There are many, and all have a wide range of personalized solutions. Some policies guarantee coverage of the costs of restoring the system, and in general of all material damage. Others cover data loss and reputational damage. Others even cover losses of income from an attack blocking the production activities of a company. Finally, some compensate for economic theft or extortion following a cyber attack (the increasingly widespread ransomware, such as Wannacry, which in 2017 hit one hundred thousand computer systems in 105 countries). This type of coverage is, however, prohibited in some countries. All these policies are part of the so-called “first party insurance”.
Then there is “third party insurance”. This relates to third parties, or the risk of contamination by other companies with which the company operates in various capacities.
6) But is insurance enough to protect a company?
No, it is not. Cyber insurance is only one of the elements composing the framework of the measures that every company should take in the field of cyber security. It is necessary to resort to multiple intervention measures. These should concern human factors and the organizational processes of the company, technological and IT standards, and legislative aspects. Only then, it is feasible to consider taking out an insurance policy tailored to the company.

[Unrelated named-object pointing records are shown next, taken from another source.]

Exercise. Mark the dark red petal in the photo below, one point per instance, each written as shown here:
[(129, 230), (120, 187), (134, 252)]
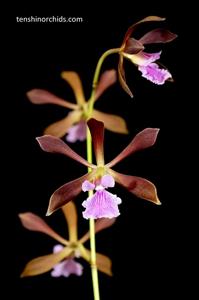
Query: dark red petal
[(53, 144), (159, 35), (133, 46), (133, 27), (66, 193), (142, 140), (33, 222), (38, 96), (97, 133), (122, 79), (138, 186), (100, 225)]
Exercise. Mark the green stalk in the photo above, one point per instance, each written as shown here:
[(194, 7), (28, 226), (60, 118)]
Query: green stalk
[(94, 271)]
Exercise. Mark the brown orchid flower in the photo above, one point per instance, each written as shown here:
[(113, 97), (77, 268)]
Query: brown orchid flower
[(75, 122), (133, 50), (62, 260), (102, 175)]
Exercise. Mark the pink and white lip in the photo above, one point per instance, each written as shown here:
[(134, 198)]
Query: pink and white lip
[(101, 204)]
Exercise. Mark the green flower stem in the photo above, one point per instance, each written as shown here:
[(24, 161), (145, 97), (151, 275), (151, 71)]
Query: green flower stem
[(94, 271), (96, 77)]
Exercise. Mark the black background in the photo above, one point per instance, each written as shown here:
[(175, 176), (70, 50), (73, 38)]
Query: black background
[(145, 242)]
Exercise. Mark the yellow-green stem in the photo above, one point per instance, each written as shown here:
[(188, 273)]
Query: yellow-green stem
[(96, 76), (89, 158)]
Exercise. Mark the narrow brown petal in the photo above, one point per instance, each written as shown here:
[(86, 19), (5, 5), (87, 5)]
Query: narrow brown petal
[(73, 79), (38, 96), (53, 144), (97, 134), (121, 77), (133, 46), (144, 139), (70, 213), (60, 128), (33, 222), (159, 35), (107, 79), (44, 263), (66, 193), (104, 263), (133, 27), (138, 186), (100, 225), (111, 122)]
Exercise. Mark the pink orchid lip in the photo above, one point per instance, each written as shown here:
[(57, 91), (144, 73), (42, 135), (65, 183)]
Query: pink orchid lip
[(143, 58), (153, 73), (99, 184), (101, 205)]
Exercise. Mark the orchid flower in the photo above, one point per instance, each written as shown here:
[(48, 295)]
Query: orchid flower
[(62, 261), (75, 122), (147, 64), (102, 175)]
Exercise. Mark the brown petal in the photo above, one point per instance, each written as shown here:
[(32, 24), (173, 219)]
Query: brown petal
[(53, 144), (44, 263), (107, 79), (111, 122), (60, 128), (133, 27), (104, 263), (73, 79), (35, 223), (38, 96), (100, 225), (70, 213), (144, 139), (138, 186), (121, 77), (159, 35), (97, 134), (133, 46), (67, 192)]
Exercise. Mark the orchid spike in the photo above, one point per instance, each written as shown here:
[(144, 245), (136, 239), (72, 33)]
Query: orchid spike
[(95, 179), (62, 261), (133, 50), (74, 124)]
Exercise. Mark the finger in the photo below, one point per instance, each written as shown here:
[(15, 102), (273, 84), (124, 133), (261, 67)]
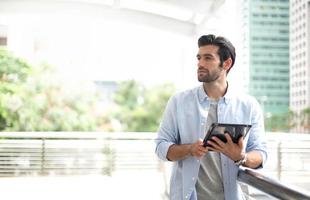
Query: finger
[(200, 142), (203, 149), (228, 138), (240, 142), (214, 145), (213, 149), (218, 141)]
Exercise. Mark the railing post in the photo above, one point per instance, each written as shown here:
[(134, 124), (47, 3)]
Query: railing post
[(43, 157), (279, 166)]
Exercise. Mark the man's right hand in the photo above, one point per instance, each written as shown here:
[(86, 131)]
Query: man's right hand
[(182, 151), (197, 149)]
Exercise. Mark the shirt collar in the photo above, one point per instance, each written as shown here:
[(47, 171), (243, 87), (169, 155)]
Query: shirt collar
[(203, 96)]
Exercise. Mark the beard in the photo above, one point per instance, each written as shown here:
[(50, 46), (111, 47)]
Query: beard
[(208, 76)]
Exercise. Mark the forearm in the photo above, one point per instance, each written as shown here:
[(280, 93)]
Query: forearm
[(178, 152), (254, 159)]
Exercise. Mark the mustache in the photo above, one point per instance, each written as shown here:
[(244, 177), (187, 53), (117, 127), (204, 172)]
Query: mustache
[(203, 70)]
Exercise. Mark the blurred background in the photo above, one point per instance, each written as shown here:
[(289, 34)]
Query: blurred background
[(84, 84)]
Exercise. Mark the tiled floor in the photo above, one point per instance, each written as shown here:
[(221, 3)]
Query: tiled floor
[(124, 185)]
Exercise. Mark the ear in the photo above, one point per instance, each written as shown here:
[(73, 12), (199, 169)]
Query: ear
[(227, 64)]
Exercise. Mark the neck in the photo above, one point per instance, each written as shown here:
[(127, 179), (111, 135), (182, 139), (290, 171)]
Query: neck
[(215, 90)]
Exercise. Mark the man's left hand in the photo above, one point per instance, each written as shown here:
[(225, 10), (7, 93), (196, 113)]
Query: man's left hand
[(232, 150)]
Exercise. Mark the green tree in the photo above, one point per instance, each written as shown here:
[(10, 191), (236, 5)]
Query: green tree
[(281, 122), (140, 108)]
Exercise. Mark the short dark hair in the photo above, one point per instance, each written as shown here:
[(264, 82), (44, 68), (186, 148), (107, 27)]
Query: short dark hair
[(226, 49)]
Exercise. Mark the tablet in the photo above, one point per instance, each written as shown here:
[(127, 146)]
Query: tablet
[(234, 130)]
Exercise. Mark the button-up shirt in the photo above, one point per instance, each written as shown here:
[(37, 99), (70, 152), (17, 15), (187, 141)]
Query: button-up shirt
[(184, 123)]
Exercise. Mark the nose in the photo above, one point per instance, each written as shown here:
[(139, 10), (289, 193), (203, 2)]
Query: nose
[(199, 63)]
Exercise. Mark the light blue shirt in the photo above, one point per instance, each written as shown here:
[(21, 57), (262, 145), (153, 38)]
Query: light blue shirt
[(184, 122)]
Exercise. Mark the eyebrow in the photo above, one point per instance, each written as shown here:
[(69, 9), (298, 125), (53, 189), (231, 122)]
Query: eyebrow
[(204, 55)]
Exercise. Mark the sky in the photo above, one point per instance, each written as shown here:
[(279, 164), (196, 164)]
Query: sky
[(94, 48)]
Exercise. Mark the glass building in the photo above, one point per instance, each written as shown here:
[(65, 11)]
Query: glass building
[(267, 42), (300, 57)]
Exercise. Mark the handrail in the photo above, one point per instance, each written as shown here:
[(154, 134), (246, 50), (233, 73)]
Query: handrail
[(271, 186)]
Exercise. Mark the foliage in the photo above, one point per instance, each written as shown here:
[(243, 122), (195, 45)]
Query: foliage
[(305, 118), (287, 121), (141, 108), (33, 99), (280, 122)]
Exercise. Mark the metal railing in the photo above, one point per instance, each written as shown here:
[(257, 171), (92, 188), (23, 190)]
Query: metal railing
[(271, 186), (79, 153), (74, 153)]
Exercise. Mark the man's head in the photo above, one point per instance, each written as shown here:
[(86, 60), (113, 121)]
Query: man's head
[(225, 48)]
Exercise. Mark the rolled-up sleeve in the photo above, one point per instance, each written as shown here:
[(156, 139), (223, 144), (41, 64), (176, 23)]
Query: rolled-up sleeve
[(167, 134)]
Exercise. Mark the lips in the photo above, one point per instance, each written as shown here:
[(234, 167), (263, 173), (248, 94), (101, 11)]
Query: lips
[(202, 71)]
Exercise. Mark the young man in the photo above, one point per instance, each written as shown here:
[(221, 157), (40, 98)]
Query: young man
[(199, 173)]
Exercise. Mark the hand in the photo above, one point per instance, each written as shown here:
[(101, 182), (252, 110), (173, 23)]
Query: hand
[(197, 149), (232, 150)]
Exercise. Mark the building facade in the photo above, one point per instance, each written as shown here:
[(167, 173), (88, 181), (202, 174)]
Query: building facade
[(299, 58), (267, 43)]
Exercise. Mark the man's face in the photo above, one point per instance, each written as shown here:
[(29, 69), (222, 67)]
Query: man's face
[(209, 68)]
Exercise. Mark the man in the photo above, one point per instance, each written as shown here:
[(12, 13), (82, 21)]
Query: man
[(210, 172)]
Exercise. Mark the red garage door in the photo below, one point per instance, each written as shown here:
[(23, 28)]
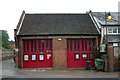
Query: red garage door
[(78, 52), (37, 53)]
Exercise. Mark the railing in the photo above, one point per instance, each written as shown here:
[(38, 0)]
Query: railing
[(7, 54)]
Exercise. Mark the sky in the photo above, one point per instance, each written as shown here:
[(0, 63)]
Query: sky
[(11, 10)]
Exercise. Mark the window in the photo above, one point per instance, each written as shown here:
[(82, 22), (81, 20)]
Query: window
[(51, 44), (26, 57), (34, 45), (42, 45), (41, 57), (118, 30), (83, 44), (78, 45), (47, 48), (114, 30), (84, 56), (74, 45), (109, 30), (33, 57), (70, 45), (76, 56), (39, 45)]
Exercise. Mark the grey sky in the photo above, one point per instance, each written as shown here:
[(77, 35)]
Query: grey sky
[(12, 9)]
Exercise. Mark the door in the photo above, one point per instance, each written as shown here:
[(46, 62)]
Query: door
[(79, 51), (37, 53)]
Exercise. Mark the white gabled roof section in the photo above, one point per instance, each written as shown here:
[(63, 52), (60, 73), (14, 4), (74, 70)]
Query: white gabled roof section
[(97, 25), (21, 24)]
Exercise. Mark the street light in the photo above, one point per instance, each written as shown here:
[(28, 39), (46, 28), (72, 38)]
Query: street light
[(108, 16)]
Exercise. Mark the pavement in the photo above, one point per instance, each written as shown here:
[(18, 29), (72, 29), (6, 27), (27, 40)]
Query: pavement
[(9, 71)]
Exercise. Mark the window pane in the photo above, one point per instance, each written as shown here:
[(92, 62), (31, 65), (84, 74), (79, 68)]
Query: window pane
[(67, 45), (74, 45), (27, 46), (34, 47), (31, 45), (46, 44), (82, 44), (78, 44), (118, 30), (39, 47), (109, 30), (51, 44), (24, 44), (114, 30), (42, 45), (70, 45)]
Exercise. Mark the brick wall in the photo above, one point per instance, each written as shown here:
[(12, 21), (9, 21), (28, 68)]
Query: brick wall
[(59, 53)]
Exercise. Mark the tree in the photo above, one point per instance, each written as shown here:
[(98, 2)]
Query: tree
[(5, 39)]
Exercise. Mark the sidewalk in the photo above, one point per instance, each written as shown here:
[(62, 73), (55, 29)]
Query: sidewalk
[(9, 70)]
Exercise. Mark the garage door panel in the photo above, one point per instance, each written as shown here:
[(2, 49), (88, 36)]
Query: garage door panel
[(78, 52), (38, 52)]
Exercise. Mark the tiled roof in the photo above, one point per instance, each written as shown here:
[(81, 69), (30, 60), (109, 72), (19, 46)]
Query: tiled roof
[(45, 24)]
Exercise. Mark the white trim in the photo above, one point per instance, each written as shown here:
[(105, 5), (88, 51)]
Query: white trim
[(96, 24), (20, 24)]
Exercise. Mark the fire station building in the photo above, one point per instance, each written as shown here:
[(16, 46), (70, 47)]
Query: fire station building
[(55, 40)]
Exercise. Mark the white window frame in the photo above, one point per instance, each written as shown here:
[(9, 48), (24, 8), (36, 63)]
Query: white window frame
[(112, 30)]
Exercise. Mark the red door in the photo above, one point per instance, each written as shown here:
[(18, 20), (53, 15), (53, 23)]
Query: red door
[(78, 52), (37, 53)]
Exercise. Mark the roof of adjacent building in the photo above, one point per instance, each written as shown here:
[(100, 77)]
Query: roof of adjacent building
[(104, 21), (46, 24)]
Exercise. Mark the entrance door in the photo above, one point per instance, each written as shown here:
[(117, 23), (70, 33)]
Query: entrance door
[(37, 53), (78, 52)]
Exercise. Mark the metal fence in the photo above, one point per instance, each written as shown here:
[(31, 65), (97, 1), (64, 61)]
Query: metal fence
[(7, 54)]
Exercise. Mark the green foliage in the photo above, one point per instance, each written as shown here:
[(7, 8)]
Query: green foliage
[(5, 39)]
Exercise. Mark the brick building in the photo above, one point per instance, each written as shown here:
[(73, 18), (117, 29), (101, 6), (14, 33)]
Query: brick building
[(55, 40)]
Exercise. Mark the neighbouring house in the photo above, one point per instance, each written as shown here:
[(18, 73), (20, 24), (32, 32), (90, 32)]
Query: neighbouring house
[(56, 40), (110, 35)]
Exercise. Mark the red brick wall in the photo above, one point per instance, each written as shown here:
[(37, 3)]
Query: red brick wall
[(59, 53)]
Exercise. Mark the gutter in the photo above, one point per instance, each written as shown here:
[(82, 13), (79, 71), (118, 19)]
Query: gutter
[(23, 16), (97, 25)]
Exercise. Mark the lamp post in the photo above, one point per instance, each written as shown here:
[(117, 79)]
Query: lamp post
[(107, 17)]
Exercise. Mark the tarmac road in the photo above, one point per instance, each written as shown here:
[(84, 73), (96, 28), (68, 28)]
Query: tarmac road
[(8, 70)]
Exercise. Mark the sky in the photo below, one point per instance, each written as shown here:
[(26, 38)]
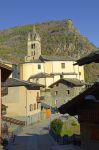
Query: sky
[(83, 13)]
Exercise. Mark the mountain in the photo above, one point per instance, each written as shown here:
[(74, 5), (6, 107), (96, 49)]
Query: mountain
[(57, 38)]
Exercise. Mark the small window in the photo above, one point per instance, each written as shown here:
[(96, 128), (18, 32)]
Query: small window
[(31, 107), (34, 106), (56, 92), (33, 46), (32, 53), (62, 65), (68, 92), (39, 66)]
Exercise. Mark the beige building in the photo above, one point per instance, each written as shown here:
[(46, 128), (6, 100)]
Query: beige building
[(22, 100), (56, 66)]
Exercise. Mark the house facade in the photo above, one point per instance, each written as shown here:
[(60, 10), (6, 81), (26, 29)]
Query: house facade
[(64, 90), (86, 106), (22, 100)]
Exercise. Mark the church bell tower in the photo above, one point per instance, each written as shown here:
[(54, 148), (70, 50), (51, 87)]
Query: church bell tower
[(33, 46)]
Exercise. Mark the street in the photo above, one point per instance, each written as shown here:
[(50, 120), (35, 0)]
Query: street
[(34, 138)]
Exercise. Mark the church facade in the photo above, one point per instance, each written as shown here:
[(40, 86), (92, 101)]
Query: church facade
[(46, 69)]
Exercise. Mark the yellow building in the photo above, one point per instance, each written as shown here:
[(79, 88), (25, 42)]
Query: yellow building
[(22, 100)]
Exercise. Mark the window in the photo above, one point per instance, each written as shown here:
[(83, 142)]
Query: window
[(33, 46), (31, 107), (34, 106), (62, 65), (32, 53), (39, 66)]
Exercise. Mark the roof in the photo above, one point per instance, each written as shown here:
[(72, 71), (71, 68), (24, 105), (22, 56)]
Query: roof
[(33, 61), (72, 81), (5, 71), (63, 73), (92, 57), (55, 58), (41, 75), (12, 82), (72, 107)]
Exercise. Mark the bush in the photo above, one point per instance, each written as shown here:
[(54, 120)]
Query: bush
[(56, 126)]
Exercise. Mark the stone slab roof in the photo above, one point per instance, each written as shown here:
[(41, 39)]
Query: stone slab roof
[(72, 107), (12, 82), (92, 57), (41, 75)]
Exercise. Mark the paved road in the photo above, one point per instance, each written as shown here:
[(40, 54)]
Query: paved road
[(34, 138)]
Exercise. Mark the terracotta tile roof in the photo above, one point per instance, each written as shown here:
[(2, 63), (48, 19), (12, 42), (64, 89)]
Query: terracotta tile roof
[(72, 81), (12, 82), (92, 57)]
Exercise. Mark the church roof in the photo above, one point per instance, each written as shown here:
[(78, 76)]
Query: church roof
[(55, 58)]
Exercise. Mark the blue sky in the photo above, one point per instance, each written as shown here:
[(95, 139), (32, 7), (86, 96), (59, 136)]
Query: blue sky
[(83, 13)]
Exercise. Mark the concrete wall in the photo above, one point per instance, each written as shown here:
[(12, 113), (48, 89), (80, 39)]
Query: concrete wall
[(87, 142)]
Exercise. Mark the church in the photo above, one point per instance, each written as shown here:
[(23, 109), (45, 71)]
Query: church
[(45, 69)]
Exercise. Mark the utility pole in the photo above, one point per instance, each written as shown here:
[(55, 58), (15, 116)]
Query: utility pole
[(0, 103)]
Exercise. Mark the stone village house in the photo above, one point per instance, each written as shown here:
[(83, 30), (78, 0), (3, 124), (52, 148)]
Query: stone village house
[(22, 100), (64, 90)]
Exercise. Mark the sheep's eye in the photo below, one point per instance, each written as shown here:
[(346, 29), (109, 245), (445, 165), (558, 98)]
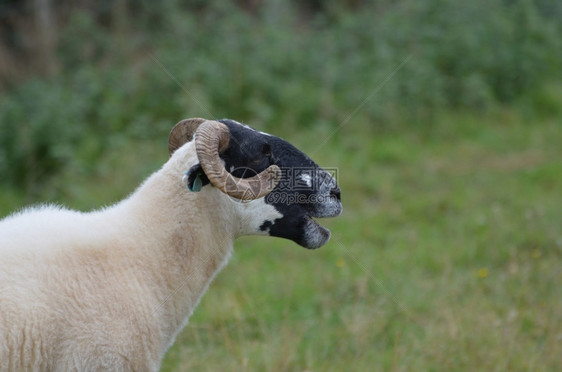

7) How to choose the right insurance policy?
Choosing the best and most suitable policy for specific business needs may be tricky. In order to do so, first of all, it is necessary to analyze the risks and the impact that these could have on a business.
The analysis should consider all the company’s assets. These include financial assets, stored data (internal and external), assets protected by intellectual property. For each of these, it is necessary to identify the main vulnerabilities and assign a level of risk. In fact, hackers often exploit the vulnerabilities of the system to penetrate the physical resources of a company.
Only at this point, once the characteristics of a company are clear, is it advisable to turn to an insurance agency in order to determine which policy best suits specific needs.